Key benefits of packaging web application in Docker image:
- Simple and faster configurations
- Environment independent deployment
- Rapid application deployment
- Easy and fast deployment
- Symmetric deployment to multiple host
Steps to Package web application into Docker Container –
- Download a Docker file for a tomcat installation from the below URL.
- Build an image using the Docker file:
docker build -t <tomcat>
- Run the container and map host port 9002 to container’s port 8080:
docker run -d -p 9002:8080 <image_id>
- Deploy the sample war file to the tomcat
Copy the sample war file to the container’s tomcat webapps folder:
docker cp <sample_war> <container_id>:/usr/local/tomcat/webapps
- Get inside the running container
docker exec -it <container_id> bash
- Change directory to bin and Stop tomcat:
cd bin; ./catalina.sh stop
- Start tomcat:
- Exit the container
The container is modified and it has the sample war file which is running at port 9002.
- Commit the changes made to the container:
docker commit -a <author_name> <container_id> <repo_name>:<tag_name>
- Stop and remove all running containers
docker stop $(docker ps -a -q)
- Create container using image created above which have tomcat installation with CAE war file deployed to webapps folder:
docker run -d -p 9002:8080 <image_id>
- Tomcat would be up and running with sample application deployed on it.

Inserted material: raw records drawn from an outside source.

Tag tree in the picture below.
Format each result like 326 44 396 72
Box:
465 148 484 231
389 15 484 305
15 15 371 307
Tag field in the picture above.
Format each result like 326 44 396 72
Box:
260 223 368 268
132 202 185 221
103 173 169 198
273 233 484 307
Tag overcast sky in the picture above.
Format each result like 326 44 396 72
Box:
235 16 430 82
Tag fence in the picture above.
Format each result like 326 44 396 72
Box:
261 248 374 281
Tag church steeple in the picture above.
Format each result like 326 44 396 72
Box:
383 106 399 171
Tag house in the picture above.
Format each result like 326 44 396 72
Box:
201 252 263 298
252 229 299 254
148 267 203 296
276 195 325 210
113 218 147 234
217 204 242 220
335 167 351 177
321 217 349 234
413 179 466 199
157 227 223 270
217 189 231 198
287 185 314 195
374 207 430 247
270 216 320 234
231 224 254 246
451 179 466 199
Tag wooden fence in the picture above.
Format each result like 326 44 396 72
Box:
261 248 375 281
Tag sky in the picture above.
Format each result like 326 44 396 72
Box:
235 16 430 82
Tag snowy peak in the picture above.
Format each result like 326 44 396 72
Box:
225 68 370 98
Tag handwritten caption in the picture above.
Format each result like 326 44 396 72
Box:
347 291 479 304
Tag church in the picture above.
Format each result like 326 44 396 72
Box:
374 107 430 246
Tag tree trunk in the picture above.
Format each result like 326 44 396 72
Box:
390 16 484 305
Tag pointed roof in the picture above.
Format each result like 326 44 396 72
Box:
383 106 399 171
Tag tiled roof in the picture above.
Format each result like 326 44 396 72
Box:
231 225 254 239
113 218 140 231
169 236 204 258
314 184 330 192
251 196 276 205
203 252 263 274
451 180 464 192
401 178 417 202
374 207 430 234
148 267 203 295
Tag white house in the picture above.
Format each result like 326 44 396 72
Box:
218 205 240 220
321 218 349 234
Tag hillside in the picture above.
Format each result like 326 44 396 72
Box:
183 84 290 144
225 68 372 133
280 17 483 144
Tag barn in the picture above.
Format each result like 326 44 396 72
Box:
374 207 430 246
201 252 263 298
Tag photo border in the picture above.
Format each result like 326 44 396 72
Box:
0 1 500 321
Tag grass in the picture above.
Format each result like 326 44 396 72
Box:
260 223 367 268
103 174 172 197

Container Deployment on AWS
Push Docker Image on repository
The first thing that we need to do before we deploy our app to AWS is to publish our image on a registry which can be accessed by AWS. There are many different Docker registries you can use (you can even host your own). For now, let’s use Docker Hub to publish the image.
If this is the first time you are pushing an image, the client will ask you to login. Provide the same credentials that you used for logging into Docker Hub.
$ docker login
$ Username: your_username
$ Password: your_password
To push your image to Dockerhub repository,
$ docker push docker_username/app_name
AWS Elastic Beanstalk (EB) is a PaaS (Platform as a Service) offered by AWS. To use AWS Elastic Beanstalk we need a functioning AWS account.
- Login to AWS console – http://console.aws.amazon.com
- Click on Elastic Beanstalk or use this link – http://console.aws.amazon.com/elasticbeanstalk
- Click on “Create New Application” in the top right
- Give your app a memorable (but unique) name and provide an (optional) description
- Click on “Next”
- In the New Environment screen, choose the Web Server Environment
- Click on “Create web server”
- In the Environment Type screen, choose Docker from the predefined configuration. Choose Environment type as “Load balancing, auto scaling” and Click on “Next”
- Create a Dockerrun.aws.json file and put the information about your Docker image
- In the Application version page, select the source and upload the Dockerrun.aws.json file
- Leave rest of the options as it is and click “Next”
- In the Environment Information page, give an environment name and environment URL, Click “Next”
- In the additional resources page, click “Next”
- In the configuration details, select instance type as “t2.micro” and leave rest of the options as default and click “Next”
- On the Environment Tags and Permissions page, click “Next”. At the end, you’ll see a “Review Page”. If everything looks good, go ahead and press the “Launch Button”.
- The final screen will show you a few spinners indicating that your environment is being set up. It typically takes around 5 minutes for the first-time setup.
- Go ahead and open the URL in your browser and you should see the application running.